Władze miasta nie mają na tym polu doświadczeń i uważają, że nie jest to temat dla samorządu. W Gliwicach bardzo ważne jest teraz rozbudowanie Gliwickiego Centrum Medycznego, które kosztować może około 120 mln zł, i to jest priorytet, bo inwestycja ta służyć będzie wszystkim gliwiczanom i zdecydowanie poprawi jakość usług medycznych – komentuje Joanna Lenczowska z biura rzecznika prasowego Prezydenta Gliwic.

PROBLEM DLA RADNYCH

Gdyby jednak Nowoczesna rzeczywiście zdecydowała się na złożenie projektu, ewentualna uchwała zrobiłaby sporo zamieszania w Radzie Miasta. Trudno spodziewać się, że pomysł poprze PiS, głosujący do tej pory dość zgodnie z ugrupowaniem prezydenckim. O jednomyślność łatwo nie będzie też pewnie w samej Koalicji dla Gliwic. Tzw. „frankiewiczów” łączy sposób patrzenia na Gliwice, ale ideologicznie KdGZF jest podzielona i gromadzi u siebie zarówno sympatyków o poglądach lewicowych, jak i tych bliższych prawej strony sceny politycznej.

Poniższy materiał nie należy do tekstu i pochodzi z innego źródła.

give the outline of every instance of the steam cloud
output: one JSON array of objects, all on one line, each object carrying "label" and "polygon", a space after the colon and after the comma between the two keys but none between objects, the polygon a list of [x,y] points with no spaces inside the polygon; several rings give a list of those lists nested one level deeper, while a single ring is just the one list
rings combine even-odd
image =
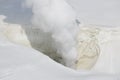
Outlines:
[{"label": "steam cloud", "polygon": [[64,0],[26,0],[26,5],[32,8],[32,24],[51,34],[53,45],[65,65],[74,67],[79,26],[73,8]]}]

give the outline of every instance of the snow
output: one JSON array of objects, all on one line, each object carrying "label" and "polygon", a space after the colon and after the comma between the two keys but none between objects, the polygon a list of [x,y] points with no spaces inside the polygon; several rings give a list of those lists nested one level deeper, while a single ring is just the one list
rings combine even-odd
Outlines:
[{"label": "snow", "polygon": [[1,80],[119,80],[119,76],[74,71],[42,53],[7,42],[0,45]]},{"label": "snow", "polygon": [[[54,21],[56,21],[57,24],[54,25],[63,26],[62,28],[59,27],[60,31],[57,29],[53,29],[56,28],[56,26],[52,26],[50,29],[48,29],[48,26],[46,26],[44,27],[45,29],[41,28],[43,32],[38,28],[31,29],[23,26],[23,23],[29,22],[32,14],[29,11],[28,11],[29,13],[24,14],[24,10],[26,11],[26,9],[20,7],[22,0],[21,1],[7,0],[7,1],[0,0],[0,14],[5,15],[5,16],[0,16],[0,80],[79,80],[79,79],[119,80],[120,79],[120,74],[119,74],[120,73],[119,70],[120,28],[105,28],[105,27],[109,27],[109,25],[113,27],[120,26],[119,1],[66,0],[72,6],[70,7],[69,4],[66,3],[64,0],[58,0],[59,1],[58,3],[57,0],[51,0],[54,2],[54,5],[52,5],[51,8],[47,7],[45,11],[44,9],[42,11],[39,11],[38,8],[41,7],[39,7],[40,5],[39,3],[37,3],[37,0],[34,0],[33,2],[28,3],[28,5],[30,6],[30,4],[32,3],[34,4],[32,6],[33,6],[33,13],[35,15],[39,16],[39,13],[40,14],[45,13],[42,14],[42,17],[44,18],[47,25],[53,25]],[[46,5],[46,2],[48,2],[48,0],[42,2],[45,3]],[[46,6],[48,6],[48,4]],[[63,9],[64,7],[66,8]],[[55,12],[54,10],[57,10],[57,8],[60,9],[57,12]],[[23,13],[21,13],[22,10]],[[62,64],[59,64],[54,60],[52,60],[51,58],[49,58],[48,56],[44,55],[44,52],[48,53],[47,51],[51,51],[50,53],[53,54],[54,51],[56,51],[56,49],[54,50],[56,46],[55,45],[51,46],[51,44],[58,44],[51,42],[52,39],[50,35],[48,35],[49,33],[44,34],[44,32],[51,32],[53,34],[52,38],[55,39],[57,42],[62,43],[63,45],[62,47],[57,46],[58,47],[57,49],[60,49],[60,52],[63,51],[64,48],[65,48],[65,52],[69,52],[70,50],[71,50],[70,52],[74,51],[74,49],[72,50],[70,49],[70,47],[66,47],[67,45],[69,45],[69,40],[73,39],[74,42],[74,38],[73,38],[74,32],[70,33],[73,30],[72,28],[73,26],[68,27],[70,25],[66,23],[71,23],[71,21],[73,22],[75,21],[75,23],[71,25],[79,23],[77,21],[78,19],[76,18],[77,14],[74,12],[75,10],[78,11],[80,22],[85,24],[98,24],[98,25],[100,24],[100,26],[97,25],[97,29],[100,30],[99,34],[97,33],[96,36],[97,41],[95,42],[97,42],[97,44],[94,42],[92,43],[92,45],[89,44],[86,50],[83,52],[83,54],[80,54],[78,57],[81,56],[84,57],[84,55],[91,57],[93,56],[93,53],[96,53],[98,48],[100,49],[100,53],[99,55],[97,55],[97,57],[95,57],[95,59],[92,58],[91,60],[87,59],[87,57],[84,59],[79,58],[78,63],[83,61],[83,62],[87,62],[87,64],[83,64],[82,68],[80,66],[81,64],[78,64],[77,67],[78,69],[80,69],[78,71],[63,66]],[[49,12],[51,12],[50,13],[51,15],[48,15]],[[54,15],[56,16],[64,15],[64,16],[59,16],[58,20],[56,20],[56,17],[54,17]],[[37,16],[33,16],[34,20],[35,18],[36,20],[40,19],[40,17]],[[70,22],[69,21],[67,22],[68,19]],[[3,20],[7,22],[4,22]],[[12,24],[8,22],[11,22]],[[17,23],[17,24],[13,24],[13,23]],[[39,22],[35,23],[35,25],[38,27]],[[101,25],[108,25],[108,26],[102,27]],[[67,26],[67,28],[64,28],[64,26]],[[87,28],[85,29],[90,30],[92,34],[94,33],[94,31],[96,31],[96,25],[92,25],[92,27],[91,25],[85,25],[85,26],[87,26]],[[76,27],[78,27],[78,25],[76,25]],[[82,35],[81,33],[79,35],[83,41],[87,41],[87,40],[89,41],[89,39],[92,39],[90,38],[91,33],[86,35],[84,28],[82,27],[81,29],[83,29],[83,33]],[[66,34],[67,32],[69,34]],[[89,33],[89,31],[87,31],[87,33]],[[38,35],[40,34],[41,37],[38,38]],[[64,36],[64,34],[66,35]],[[63,37],[66,37],[65,41],[60,39],[60,37],[62,39]],[[65,45],[64,43],[66,41],[68,41],[68,44]],[[41,43],[43,43],[44,45]],[[84,49],[83,47],[79,48],[78,51],[80,52],[83,51]],[[94,47],[95,49],[94,50],[90,49],[91,47]],[[90,54],[87,51],[89,51]],[[66,56],[73,57],[70,55],[66,55]],[[68,61],[68,63],[69,62],[70,61]],[[85,70],[81,70],[83,68]]]}]

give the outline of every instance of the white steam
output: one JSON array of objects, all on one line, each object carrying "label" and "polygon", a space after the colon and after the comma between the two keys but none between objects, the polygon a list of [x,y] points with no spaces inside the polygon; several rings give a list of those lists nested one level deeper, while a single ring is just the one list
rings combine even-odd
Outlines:
[{"label": "white steam", "polygon": [[26,0],[32,8],[32,23],[43,32],[51,34],[54,46],[65,65],[73,67],[77,51],[75,37],[79,30],[77,16],[64,0]]}]

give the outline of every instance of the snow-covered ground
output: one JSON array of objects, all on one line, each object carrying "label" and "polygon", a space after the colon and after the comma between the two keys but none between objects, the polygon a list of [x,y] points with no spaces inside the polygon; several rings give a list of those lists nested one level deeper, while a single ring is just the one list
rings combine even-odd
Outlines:
[{"label": "snow-covered ground", "polygon": [[[104,27],[120,26],[120,15],[119,15],[120,3],[118,0],[109,0],[109,1],[108,0],[99,0],[99,1],[66,0],[66,1],[73,7],[74,10],[77,11],[77,14],[79,15],[78,19],[83,24],[97,24],[100,25],[100,27],[101,25],[104,25]],[[95,61],[96,64],[92,66],[93,68],[91,70],[75,71],[73,69],[67,68],[53,61],[51,58],[49,58],[48,56],[42,53],[48,49],[42,51],[44,47],[40,47],[40,50],[38,52],[30,48],[30,47],[36,48],[36,46],[32,45],[29,41],[30,39],[28,39],[28,36],[25,35],[24,29],[26,28],[24,26],[26,24],[28,26],[28,24],[30,23],[30,18],[32,17],[32,11],[31,9],[25,8],[25,5],[22,4],[22,2],[23,0],[0,0],[0,15],[7,16],[7,18],[5,19],[5,22],[7,23],[4,23],[3,21],[4,16],[0,17],[1,18],[0,19],[0,80],[79,80],[79,79],[119,80],[120,79],[119,77],[120,55],[118,53],[120,52],[119,50],[120,28],[113,29],[113,28],[101,27],[100,28],[101,31],[97,37],[97,39],[100,40],[99,42],[101,42],[98,43],[100,48],[100,55],[98,56],[99,58],[97,57],[97,62]],[[18,28],[16,28],[16,26]],[[87,25],[87,27],[90,27],[90,25]],[[84,28],[82,29],[84,30]],[[92,33],[96,31],[96,27],[88,28],[88,29],[90,30],[93,29]],[[3,35],[4,30],[7,30],[7,33],[5,33],[6,35]],[[19,30],[21,34],[15,34],[18,33]],[[17,36],[15,37],[14,35]],[[7,36],[7,39],[5,36]],[[24,38],[21,38],[21,36]],[[32,37],[36,37],[36,36],[32,35]],[[84,39],[83,37],[81,38]],[[19,39],[21,40],[19,41]],[[33,41],[35,39],[33,39]],[[27,47],[22,46],[20,44],[23,44]],[[38,47],[39,46],[37,46],[37,50]],[[96,48],[96,46],[92,46],[92,47]],[[48,48],[51,48],[51,46],[48,45]],[[88,48],[91,48],[91,44],[90,47],[88,46]],[[86,50],[88,48],[86,48]],[[87,53],[85,53],[85,55],[86,54]],[[86,60],[83,59],[83,62]]]}]

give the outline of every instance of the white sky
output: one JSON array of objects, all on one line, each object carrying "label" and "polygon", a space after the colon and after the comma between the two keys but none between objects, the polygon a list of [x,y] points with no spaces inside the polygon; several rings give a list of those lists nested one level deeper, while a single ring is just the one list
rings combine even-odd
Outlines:
[{"label": "white sky", "polygon": [[[66,0],[78,12],[81,23],[120,26],[120,0]],[[0,0],[0,14],[7,22],[28,23],[31,11],[21,7],[22,0]]]}]

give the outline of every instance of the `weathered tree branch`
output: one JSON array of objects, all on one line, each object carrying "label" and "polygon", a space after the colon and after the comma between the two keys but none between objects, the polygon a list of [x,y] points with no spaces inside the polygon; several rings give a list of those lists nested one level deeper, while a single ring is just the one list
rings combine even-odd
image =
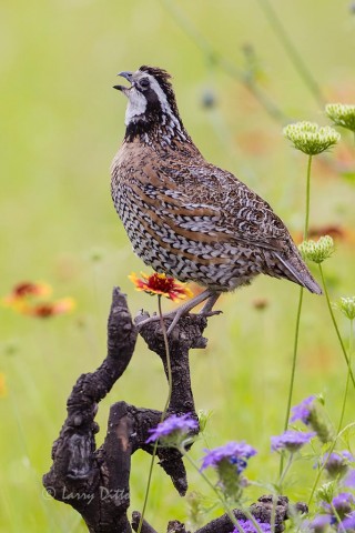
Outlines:
[{"label": "weathered tree branch", "polygon": [[[139,324],[143,314],[136,319]],[[182,318],[169,338],[172,395],[169,414],[190,413],[196,416],[190,380],[189,351],[205,348],[202,333],[206,319],[200,315]],[[160,323],[150,322],[140,331],[150,350],[155,352],[166,369],[166,353]],[[108,354],[100,368],[82,374],[67,402],[68,416],[52,446],[52,466],[43,476],[43,485],[59,501],[70,504],[84,519],[91,533],[131,533],[128,519],[130,505],[131,455],[139,449],[152,454],[146,444],[149,430],[161,421],[160,411],[136,408],[124,401],[111,406],[108,432],[97,450],[94,418],[98,404],[110,392],[128,368],[134,352],[138,326],[134,325],[124,294],[115,288],[108,323]],[[159,446],[160,465],[170,475],[180,495],[187,490],[186,472],[180,452]],[[305,507],[298,506],[304,512]],[[263,522],[271,521],[272,496],[263,496],[251,506],[251,512]],[[235,510],[235,516],[244,514]],[[275,509],[275,532],[284,530],[288,501],[280,496]],[[132,527],[138,531],[140,513],[133,512]],[[233,525],[227,515],[213,520],[199,533],[230,533]],[[141,533],[156,533],[144,520]],[[171,521],[168,533],[189,533],[184,524]],[[197,533],[197,532],[196,532]]]},{"label": "weathered tree branch", "polygon": [[[205,345],[206,341],[202,338],[205,326],[203,318],[183,319],[170,340],[172,398],[169,414],[189,412],[196,416],[189,350]],[[164,341],[159,323],[144,325],[141,334],[165,368]],[[160,411],[118,402],[110,410],[104,443],[99,450],[95,447],[98,403],[129,365],[136,335],[138,328],[132,322],[126,299],[119,289],[114,289],[108,324],[108,355],[95,372],[81,375],[74,385],[67,403],[68,418],[52,447],[53,464],[43,476],[48,492],[72,505],[92,533],[131,532],[126,517],[131,455],[139,449],[152,453],[153,446],[145,441],[149,430],[155,428],[162,416]],[[178,492],[185,494],[186,473],[180,453],[171,447],[159,447],[158,457]]]}]

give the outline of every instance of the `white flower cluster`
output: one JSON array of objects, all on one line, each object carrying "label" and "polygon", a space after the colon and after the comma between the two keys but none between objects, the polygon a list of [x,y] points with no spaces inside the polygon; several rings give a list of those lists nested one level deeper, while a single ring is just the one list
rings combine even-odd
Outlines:
[{"label": "white flower cluster", "polygon": [[286,125],[283,133],[297,150],[307,155],[322,153],[341,140],[341,134],[329,125],[320,127],[306,121]]},{"label": "white flower cluster", "polygon": [[303,259],[320,264],[334,252],[334,241],[332,237],[325,235],[321,237],[318,241],[303,241],[298,248]]},{"label": "white flower cluster", "polygon": [[345,103],[328,103],[325,113],[333,120],[335,125],[342,125],[355,132],[355,105]]}]

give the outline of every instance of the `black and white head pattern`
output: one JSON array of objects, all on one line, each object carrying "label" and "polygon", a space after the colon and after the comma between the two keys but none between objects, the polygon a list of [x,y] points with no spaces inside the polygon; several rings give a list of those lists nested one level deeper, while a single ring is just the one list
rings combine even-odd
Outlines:
[{"label": "black and white head pattern", "polygon": [[183,132],[170,74],[165,70],[143,66],[121,76],[131,82],[130,88],[121,88],[129,99],[124,121],[128,128],[161,124]]}]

Do tej pory Nowoczesna podpisy pod projektami uchwał zbierała m.in. w Toruniu, Rzeszowie, Szczecinie, Lublinie, Gdańsku, Poznaniu o Kaliszu i Bydgoszczy. Sam pomysł finansowania programu in vitro przez gminy nie jest nowy. W województwie śląskim od 2012 roku na takie wsparcie mogą liczyć mieszkańcy Częstochowy, a w przyszłym roku podobny program ruszy w Sosnowcu.